State v. Tallard

816 A.2d 977, 149 N.H. 183, 2003 N.H. LEXIS 23
CourtSupreme Court of New Hampshire
DecidedFebruary 28, 2003
DocketNo. 2001-700
StatusPublished
Cited by10 cases

This text of 816 A.2d 977 (State v. Tallard) is published on Counsel Stack Legal Research, covering Supreme Court of New Hampshire primary law. Counsel Stack provides free access to over 12 million legal documents including statutes, case law, regulations, and constitutions.

Bluebook
State v. Tallard, 816 A.2d 977, 149 N.H. 183, 2003 N.H. LEXIS 23 (N.H. 2003).

Opinion

Nadeau, J.

The defendant, Henri Paul Tallard, Jr., appeals the Superior Court’s (Smith, J.) denial of his motion to vacate, modify or amend his sentence on the ground that it is unconstitutional under the rule announced in Apprendi v. New Jersey, 530 U.S. 466 (2000). We affirm.

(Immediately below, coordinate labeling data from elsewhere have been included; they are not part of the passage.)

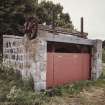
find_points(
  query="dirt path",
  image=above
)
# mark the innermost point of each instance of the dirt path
(93, 96)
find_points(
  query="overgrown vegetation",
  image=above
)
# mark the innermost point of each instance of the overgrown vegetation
(14, 91)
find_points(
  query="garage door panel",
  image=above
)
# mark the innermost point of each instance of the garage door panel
(67, 68)
(49, 74)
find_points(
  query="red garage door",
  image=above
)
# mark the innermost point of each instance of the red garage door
(65, 68)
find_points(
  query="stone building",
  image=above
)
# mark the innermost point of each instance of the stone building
(54, 58)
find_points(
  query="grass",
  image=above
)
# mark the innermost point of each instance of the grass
(13, 91)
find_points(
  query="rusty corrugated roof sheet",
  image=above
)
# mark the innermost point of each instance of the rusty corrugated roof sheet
(62, 30)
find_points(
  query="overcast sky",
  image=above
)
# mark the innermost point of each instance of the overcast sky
(93, 12)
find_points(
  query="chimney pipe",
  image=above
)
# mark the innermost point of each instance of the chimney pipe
(82, 26)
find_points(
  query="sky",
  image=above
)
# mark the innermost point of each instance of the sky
(93, 12)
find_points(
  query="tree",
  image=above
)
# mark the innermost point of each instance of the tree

The following facts are supported by the record. After a jury trial in July 1996, the defendant was convicted of, among other things, assault by a prisoner. See RSA 642:9 (1996) (amended 2000). He was sentenced to an extended term of ten to thirty years on the assault charge pursuant to RSA 651:6, 1(h) (1996) (amended 1998), which authorizes an extended sentence if the court finds that the defendant knowingly committed the assault “where he knows the victim was, at the time of the commission of the [assault], a law enforcement officer acting in the line of duty.” The defendant appealed the sentence, contending that a county correctional officer is not a law enforcement officer under RSA 651:6, 1(h). We affirmed. See State v. Tallard, 143 N.H. 228 (1998).

In June 2001, the defendant filed in superior court a motion to vacate, modify or amend his sentence. He relied upon Apprendi, which held that “[o]ther than the fact of a prior conviction, any fact that increases the penalty for a crime beyond the prescribed statutory maximum must be submitted to a jury, and proved beyond a reasonable doubt.” Apprendi, 530 U.S. at 490. The defendant argued that his sentence violated the Apprendi rule because the State failed to allege in the indictment and prove to the jury the factual predicate for his enhanced sentence; namely, that the defendant knew the assault victim was a law enforcement officer acting in the line of duty. The defendant’s substantive argument has been approved by this court in State v. Ouellette, 145 N.H. 489, 491 (2000), in which we indicated that under Apprendi, “the sentencing enhancement factor — that the defendant knew that the victim was a law enforcement officer acting in the line of duty — is an element of the charged offense[]” that must be charged in the indictment and proved to the jury beyond a reasonable doubt.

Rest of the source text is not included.